Fig. 8. Impact of treatments on in ovo cultured tumors.

A Schematic representation of the experimental set-up. Created with Biorender.com. B Macroscopic images of tumors from GBM cell lines under different treatment conditions (GSK126 5 µM, abemaciclib 0.5 µM, twice a day, for a total of 3 days). C Quantitative evaluation of the relative surface area of tumor size. n = 4–5; mean ± s.d. D HE images of GBM15 in ovo cultures from controls or treatment with GSK126, abema or the combination. Representative images at low and high magnification (4× and 40×, respectively), Scale bar = 200 µm, 5–6 eggs per condition.

Fig. 9. Generation of patient-derived organoids for targeted treatment.

A PDOs were generated from frozen tissue of n = 5 individual GBM cases. Representative phase contract images of PDOs at day 14 and day 35 of culture in defined PDO medium. B Calcein AM staining was done to visualize the 3D-structure of PDOs and to assess the viability via confocal laser scanning microscopy (Z-stack analysis).

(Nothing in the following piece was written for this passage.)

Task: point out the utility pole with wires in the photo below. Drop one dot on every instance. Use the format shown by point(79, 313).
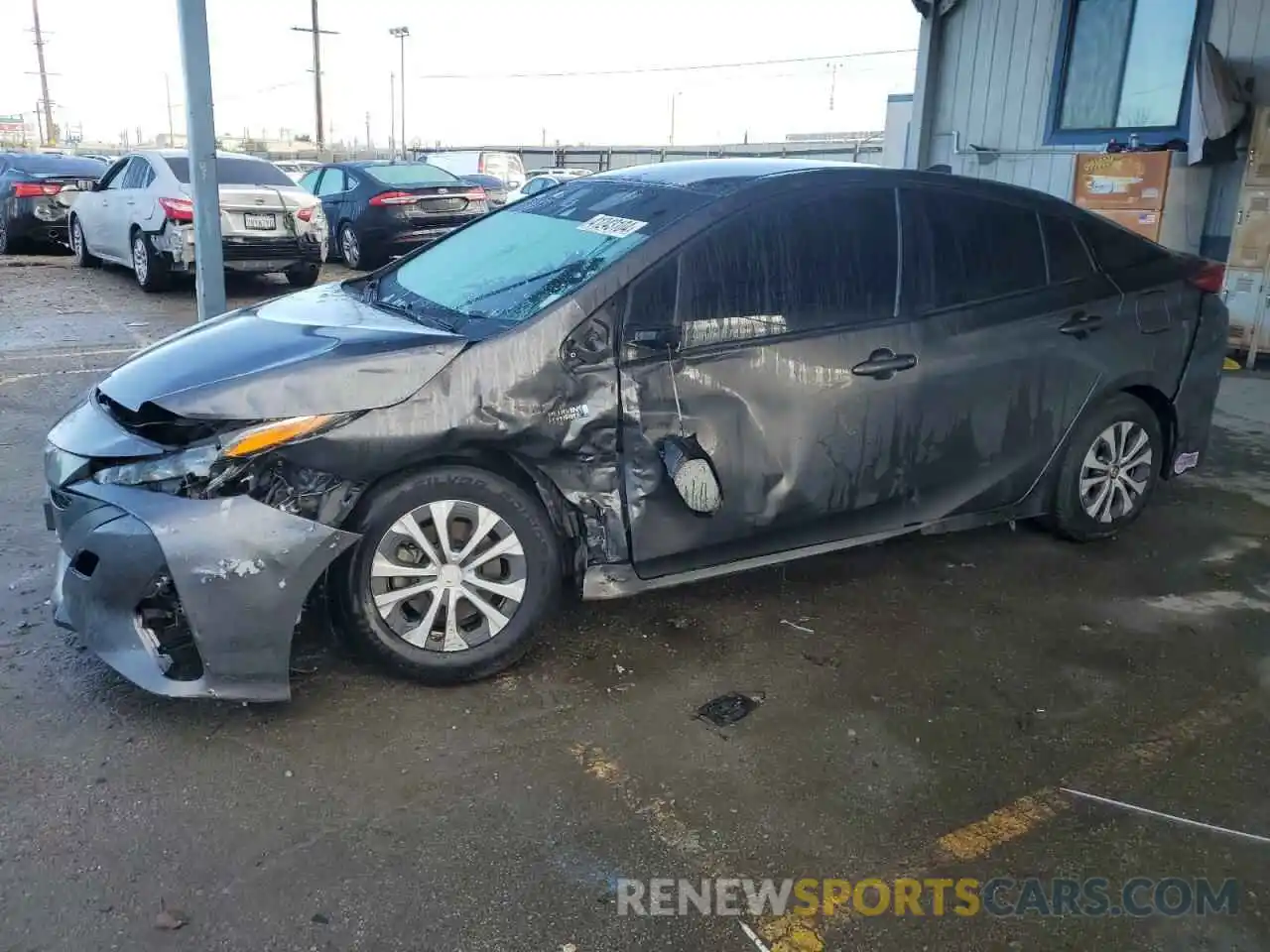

Therefore, growing PDOs (at ~day 35 of culture) were cut into defined pieces (~200 µm), transferred into 96-well ULA plates, and exposed to treatments. Confocal laser scanning microscopy was done after 10 days of treatment (including 2× 72 h, +4 days follow-up). C Quantitative analysis of PDO viability was assessed after 10 days of treatment (including 2 × 72 h, +4 days follow-up) using the CellTiter 3D Glo assay as described in the “Methods” section. n = 2; mean ± s.d. One-way ANOVA (Tukey’s multiple comparisons test); *p < 0.05; ****p < 0.0001 (comparison between control and test group); ^##p < 0.01; ^###p < 0.001 (comparison between testing groups).